Features of Marital Interaction Importance of the Marital Relationship

While all societies expect men and women to marry, cultures vary widely with regard to the importance that they place on the marital relationship. In some cultures it is assumed that one's spouse will be the most important person in one's life, while in others the marital bond is marginalized in favor of other human associations.

Attitudes regarding the importance of the marriage bond influence the degree to which other people encourage spouses to develop a close relationship. The Khalka Mongols view the marital relationship as the primary attachment in the life of a man or woman and support a new marriage by prohibiting a bride from making a formal visit to her natal family for 3 years after she is married. Therefore, a young wife only sees her parents if they come to visit her in her new camp (Vreeland, 1953). Contrast this with the experience of a wife among the Truk of Oceania, who value the relationship of a woman and her mother over that of a wife and her spouse. A Truk wife is also required to move away from her natal home after she is married. But here, a wife will visit her mother for a month each year if she lives far away, and will make frequent informal visits to her mother if she lives closer. A Truk mother gives comfort, aid, and advice to a daughter even after she is married (Gladwin & Sarason, 1953).

In cultures where a relationship other than the marital bond is viewed as primary, people may actively try to obstruct intimate interactions between a husband and wife. Thus, for instance, a traditional Hindu husband is warned not to look at his wife while she is eating, sneezing, yawning, breast-feeding, or relaxing comfortably, the idea being to encourage continued distance between spouses (Mace & Mace, 1959).

The expectations of spouses will also be influenced by cultural assumptions regarding the importance of the marriage. Where a culture views marriage as the primary source of emotional gratification and support in the life of an adult, men and women will bring these same hopes to their own marriage. The results of this attitude are captured in the words of an Omaha widower, who remarked that "no one is so near, no one can ever be so dear as a wife; when she dies, her husband's joy dies with her" (Dorsey, 1884). By contrast, in societies where the marital bond is viewed as secondary to the bonds between other people, a husband and wife will expect less from their marriage. When asked about their expectations regarding marriage, men living in many different regions of India agreed that a wife provides sexual satisfaction and sons and a smoothly running household. Similarly, women agreed that husbands provided financial security, protection, and children. But neither sex looked to marriage as the source of emotional support. Rather, both men and women named relatives or same-sex friends as the people to whom they would go in times of personal distress (Mace & Mace, 1959).

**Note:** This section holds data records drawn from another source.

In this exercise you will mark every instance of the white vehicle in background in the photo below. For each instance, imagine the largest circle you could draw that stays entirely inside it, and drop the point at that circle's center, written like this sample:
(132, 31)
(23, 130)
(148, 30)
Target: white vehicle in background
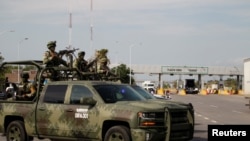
(149, 86)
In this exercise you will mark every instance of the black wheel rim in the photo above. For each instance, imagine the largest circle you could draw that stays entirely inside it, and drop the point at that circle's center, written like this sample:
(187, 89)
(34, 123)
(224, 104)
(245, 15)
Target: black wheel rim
(14, 134)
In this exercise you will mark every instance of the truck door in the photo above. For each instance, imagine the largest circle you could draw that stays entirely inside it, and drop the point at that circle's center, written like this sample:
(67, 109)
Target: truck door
(82, 119)
(50, 119)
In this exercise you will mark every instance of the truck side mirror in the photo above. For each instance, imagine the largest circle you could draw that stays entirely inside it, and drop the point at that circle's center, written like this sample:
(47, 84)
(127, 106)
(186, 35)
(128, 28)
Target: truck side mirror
(87, 101)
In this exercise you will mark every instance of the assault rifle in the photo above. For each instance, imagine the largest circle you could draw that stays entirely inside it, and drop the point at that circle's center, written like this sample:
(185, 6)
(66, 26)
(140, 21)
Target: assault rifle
(67, 51)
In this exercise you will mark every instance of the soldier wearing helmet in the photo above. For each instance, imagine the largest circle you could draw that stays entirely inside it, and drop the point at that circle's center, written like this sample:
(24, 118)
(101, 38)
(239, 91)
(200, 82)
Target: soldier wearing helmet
(51, 58)
(80, 63)
(27, 89)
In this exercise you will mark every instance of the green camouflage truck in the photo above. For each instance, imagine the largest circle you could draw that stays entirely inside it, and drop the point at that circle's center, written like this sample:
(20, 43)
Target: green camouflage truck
(70, 108)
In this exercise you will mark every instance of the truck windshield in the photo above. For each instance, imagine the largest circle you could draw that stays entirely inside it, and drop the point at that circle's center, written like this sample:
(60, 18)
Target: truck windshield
(114, 93)
(143, 92)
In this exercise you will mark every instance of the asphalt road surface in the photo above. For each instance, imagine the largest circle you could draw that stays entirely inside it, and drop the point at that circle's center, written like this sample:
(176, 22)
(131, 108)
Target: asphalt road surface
(211, 110)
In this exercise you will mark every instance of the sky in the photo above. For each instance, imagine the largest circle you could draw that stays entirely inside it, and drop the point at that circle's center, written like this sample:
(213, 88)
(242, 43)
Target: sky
(148, 32)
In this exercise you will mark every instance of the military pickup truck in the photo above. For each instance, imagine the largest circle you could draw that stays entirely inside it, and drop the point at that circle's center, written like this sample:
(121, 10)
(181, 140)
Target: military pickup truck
(67, 106)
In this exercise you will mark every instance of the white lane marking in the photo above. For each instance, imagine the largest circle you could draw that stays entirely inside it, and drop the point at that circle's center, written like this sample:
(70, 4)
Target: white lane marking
(214, 106)
(206, 118)
(234, 111)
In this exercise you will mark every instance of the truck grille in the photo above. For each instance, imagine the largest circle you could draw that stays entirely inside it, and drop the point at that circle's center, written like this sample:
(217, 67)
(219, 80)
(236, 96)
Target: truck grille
(181, 128)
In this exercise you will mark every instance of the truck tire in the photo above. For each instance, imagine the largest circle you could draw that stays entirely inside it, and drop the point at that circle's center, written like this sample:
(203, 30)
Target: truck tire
(118, 133)
(16, 131)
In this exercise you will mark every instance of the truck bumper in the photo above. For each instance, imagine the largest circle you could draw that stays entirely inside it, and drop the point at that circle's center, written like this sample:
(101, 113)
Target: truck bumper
(147, 135)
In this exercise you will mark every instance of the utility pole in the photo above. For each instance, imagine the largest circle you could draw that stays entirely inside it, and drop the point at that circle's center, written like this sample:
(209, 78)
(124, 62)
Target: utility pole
(70, 26)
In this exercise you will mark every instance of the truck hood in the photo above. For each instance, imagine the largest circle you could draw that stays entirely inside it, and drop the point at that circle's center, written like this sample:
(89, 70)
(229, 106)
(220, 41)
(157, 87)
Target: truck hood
(153, 105)
(170, 103)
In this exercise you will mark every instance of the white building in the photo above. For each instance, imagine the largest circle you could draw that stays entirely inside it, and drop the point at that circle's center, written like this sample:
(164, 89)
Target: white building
(246, 81)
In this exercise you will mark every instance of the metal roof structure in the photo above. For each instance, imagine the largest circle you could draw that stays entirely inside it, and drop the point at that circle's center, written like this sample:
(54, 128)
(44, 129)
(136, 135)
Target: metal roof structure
(210, 70)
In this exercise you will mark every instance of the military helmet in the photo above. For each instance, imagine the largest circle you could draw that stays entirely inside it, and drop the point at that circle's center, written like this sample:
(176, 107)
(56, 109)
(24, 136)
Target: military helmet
(81, 53)
(51, 44)
(25, 75)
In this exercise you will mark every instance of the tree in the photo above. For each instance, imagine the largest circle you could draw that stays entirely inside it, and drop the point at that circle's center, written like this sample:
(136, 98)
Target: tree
(123, 72)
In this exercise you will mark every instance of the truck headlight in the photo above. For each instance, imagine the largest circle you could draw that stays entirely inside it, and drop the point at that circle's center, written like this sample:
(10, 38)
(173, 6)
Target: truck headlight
(151, 119)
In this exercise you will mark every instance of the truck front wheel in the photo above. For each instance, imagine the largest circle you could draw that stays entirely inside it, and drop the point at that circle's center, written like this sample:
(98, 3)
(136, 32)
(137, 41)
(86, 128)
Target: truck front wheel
(118, 133)
(16, 131)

Where the husband-wife bond is viewed as primary, this can lead to disruptions in the relationships between a spouse and other family members. This is the case among the Iban of Borneo, where the marital relationship is assumed to be uppermost in the life of a man and woman. Iban newlyweds sometimes move in with the family of one of the spouses. When a couple lives in the house of the groom, conflicts may arise between the groom's brothers and his new wife. In such cases, the young husband's loyalties shift to his bride and the couple move into their own house (Freeman, 1958). By contrast, among the Bemba of Zambia, where a woman's relationship with her mother remains the most important bond in her life, a bride will occasionally refuse to leave own community to go and live with her husband if he wishes to live in his own village after their marriage (Richards, 1940). Among the North American Hidatsa, the attachment between a son and his mother remained strong throughout life, and was expected to do so. A new groom visited his mother whenever he liked and friends and kin at her home, not his own. A husband often ate at his mother's house and never stayed in the house that he shared with his wife if she happened to be away. Married men kept their own belongings at their mothers' lodges, and younger members of the mother's household looked after a man's horses. A son was expected to see to his mother's well-being even after he had married and moved away (Matthews, 1877). Among the matrilocal Navaho of Arizona, a husband lived with his wife's family and participated in the activities of that household. But he was also expected to meet certain ceremonial and economic responsibilities with respect to his natal household. A married man made long frequent visits to his mother's house. Wives, for their part, were more influenced by their brothers or uncles than by their husband, and were likely to side with their parents against their husband in the case of a disagreement between them (Leighton & Kluckhohn, 1969). The Creek were representative of societies in which a man's loyalties toward a spouse were less profound that those toward the natal family. Among these people, the word "home" referred to the household of a husband's own female kin, even if he had built the house in which he and his wife lived (Swanton, 1924-1925).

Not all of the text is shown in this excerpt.